Eine wichtige Mitteilung der Pressestelle des Ennepe-Ruhr-Kreises

Meningokkenverdacht an Schwelmer Gymnasium

(pen) Am Märkischen Gymnasium in Schwelm liegt der Verdacht auf eine Meningokokken-Sepsis (Blutvergiftung) vor. Ein Mitglied der Schülerschaft wird auf der Intensivstation eines Krankenhauses behandelt. Auch wenn eine Bestätigung durch Laborergebnisse noch aussteht, werden nach Angaben des Fachbereiches Soziales und Gesundheit des Ennepe-Ruhr-Kreises die Kontaktpersonen vorsorglich mit Antibiotika versorgt.

"Neben Familienmitgliedern und Freunden haben wir auch den 80 Schülern der 12. Jahrgangsstufe sowie ihren Lehrern vorsorglich eine antibiotische Therapie empfohlen.

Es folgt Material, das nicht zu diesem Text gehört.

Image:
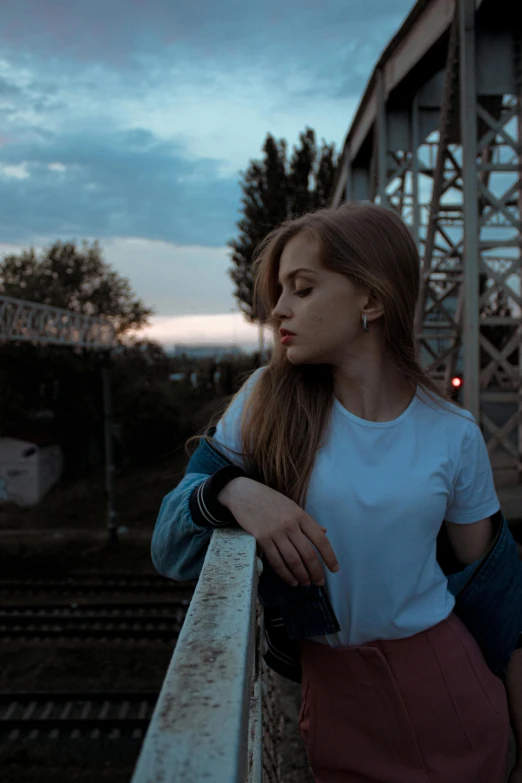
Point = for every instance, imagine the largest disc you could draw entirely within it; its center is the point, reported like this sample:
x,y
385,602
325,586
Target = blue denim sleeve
x,y
179,546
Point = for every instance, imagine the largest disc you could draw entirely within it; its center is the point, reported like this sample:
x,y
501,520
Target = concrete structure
x,y
27,471
213,721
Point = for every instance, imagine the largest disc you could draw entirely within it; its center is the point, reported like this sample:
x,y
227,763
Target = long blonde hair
x,y
289,407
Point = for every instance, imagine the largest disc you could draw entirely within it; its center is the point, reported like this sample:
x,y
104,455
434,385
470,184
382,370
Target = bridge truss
x,y
438,138
24,321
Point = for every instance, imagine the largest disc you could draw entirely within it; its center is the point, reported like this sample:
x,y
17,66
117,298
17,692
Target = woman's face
x,y
324,309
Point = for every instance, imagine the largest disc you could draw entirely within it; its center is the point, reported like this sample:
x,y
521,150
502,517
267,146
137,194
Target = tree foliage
x,y
273,190
75,278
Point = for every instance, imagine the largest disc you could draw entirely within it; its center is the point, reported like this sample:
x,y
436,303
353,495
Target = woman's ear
x,y
374,308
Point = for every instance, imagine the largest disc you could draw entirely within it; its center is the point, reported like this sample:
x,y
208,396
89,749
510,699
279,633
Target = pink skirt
x,y
425,709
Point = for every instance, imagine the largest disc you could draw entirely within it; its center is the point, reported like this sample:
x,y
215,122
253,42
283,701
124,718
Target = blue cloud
x,y
116,184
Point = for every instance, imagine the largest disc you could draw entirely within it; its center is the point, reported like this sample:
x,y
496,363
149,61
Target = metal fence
x,y
216,717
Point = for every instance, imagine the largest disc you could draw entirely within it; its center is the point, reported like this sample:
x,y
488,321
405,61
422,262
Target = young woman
x,y
360,462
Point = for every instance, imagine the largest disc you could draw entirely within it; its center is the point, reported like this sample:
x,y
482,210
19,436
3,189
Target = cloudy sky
x,y
130,120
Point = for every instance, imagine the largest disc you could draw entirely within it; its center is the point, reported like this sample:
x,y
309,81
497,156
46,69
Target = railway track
x,y
87,584
159,621
51,715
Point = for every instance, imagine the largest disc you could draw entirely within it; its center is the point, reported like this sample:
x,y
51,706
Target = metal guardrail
x,y
207,723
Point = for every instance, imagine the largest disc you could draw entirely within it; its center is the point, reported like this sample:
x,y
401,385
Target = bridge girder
x,y
445,152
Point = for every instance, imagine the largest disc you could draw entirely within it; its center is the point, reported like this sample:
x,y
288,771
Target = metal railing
x,y
207,723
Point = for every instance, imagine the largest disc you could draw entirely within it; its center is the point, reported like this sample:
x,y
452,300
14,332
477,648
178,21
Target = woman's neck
x,y
373,390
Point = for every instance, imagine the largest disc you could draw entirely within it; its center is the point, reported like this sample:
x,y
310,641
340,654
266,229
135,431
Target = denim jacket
x,y
488,592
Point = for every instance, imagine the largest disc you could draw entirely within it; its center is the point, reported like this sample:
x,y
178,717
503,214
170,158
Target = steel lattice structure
x,y
32,322
438,137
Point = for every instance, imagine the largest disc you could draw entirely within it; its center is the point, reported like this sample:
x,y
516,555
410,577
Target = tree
x,y
77,279
274,190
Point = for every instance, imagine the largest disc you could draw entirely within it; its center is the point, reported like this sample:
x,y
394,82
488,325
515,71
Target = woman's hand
x,y
282,529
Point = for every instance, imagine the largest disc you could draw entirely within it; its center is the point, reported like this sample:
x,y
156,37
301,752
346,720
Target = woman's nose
x,y
281,310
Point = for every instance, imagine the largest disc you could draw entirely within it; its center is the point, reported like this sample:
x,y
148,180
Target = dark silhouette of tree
x,y
76,278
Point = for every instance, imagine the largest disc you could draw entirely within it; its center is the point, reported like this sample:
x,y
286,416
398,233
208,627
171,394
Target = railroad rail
x,y
158,621
96,583
45,714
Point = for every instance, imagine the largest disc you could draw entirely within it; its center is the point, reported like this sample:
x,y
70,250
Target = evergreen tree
x,y
274,190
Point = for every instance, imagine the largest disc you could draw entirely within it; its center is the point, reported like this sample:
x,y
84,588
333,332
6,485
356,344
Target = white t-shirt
x,y
383,489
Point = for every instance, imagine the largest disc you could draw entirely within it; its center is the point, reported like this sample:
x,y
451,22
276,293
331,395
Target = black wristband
x,y
205,508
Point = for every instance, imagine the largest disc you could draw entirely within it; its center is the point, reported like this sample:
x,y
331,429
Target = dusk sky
x,y
128,121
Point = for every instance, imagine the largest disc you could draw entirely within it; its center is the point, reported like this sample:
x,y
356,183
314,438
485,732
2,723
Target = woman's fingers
x,y
278,564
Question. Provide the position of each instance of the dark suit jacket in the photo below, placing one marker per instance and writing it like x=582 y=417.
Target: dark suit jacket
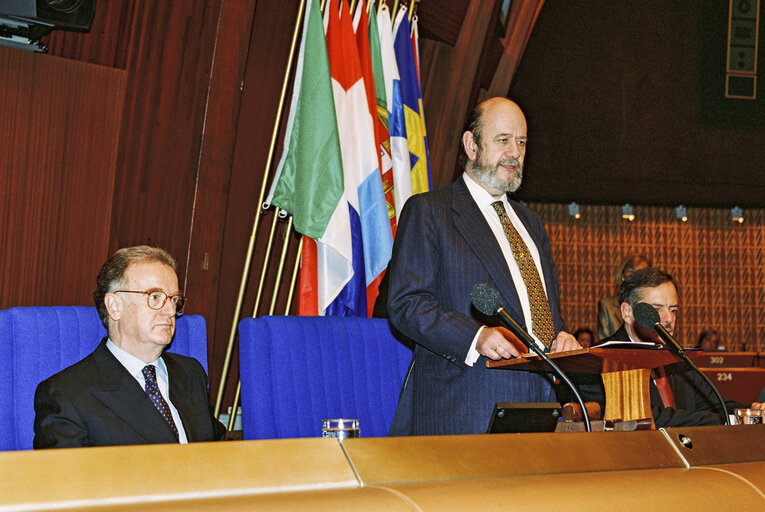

Für die Schüler und Lehrer war das Schwelmer Kreishaus hierfür der Anlaufpunkt", erläutert Amtsärztin Dr. Sabine Klinke-Rehbein.

Man habe den Kreis der Kontaktpersonen auf die gesamte Jahrgangsstufe ausgeweitet, weil diese seit Montag gemeinsam die Mottowoche, die letzte Schulwoche vor dem Abitur, gestalten. "Dabei haben die Schüler nach eigenen Angaben Speisen und Getränke aus ein und denselben Tellern und Gläsern zu sich genommen", begründet Klinke-Rehbein die Vorsicht, die auf viel Verständnis bei den Eltern stößt.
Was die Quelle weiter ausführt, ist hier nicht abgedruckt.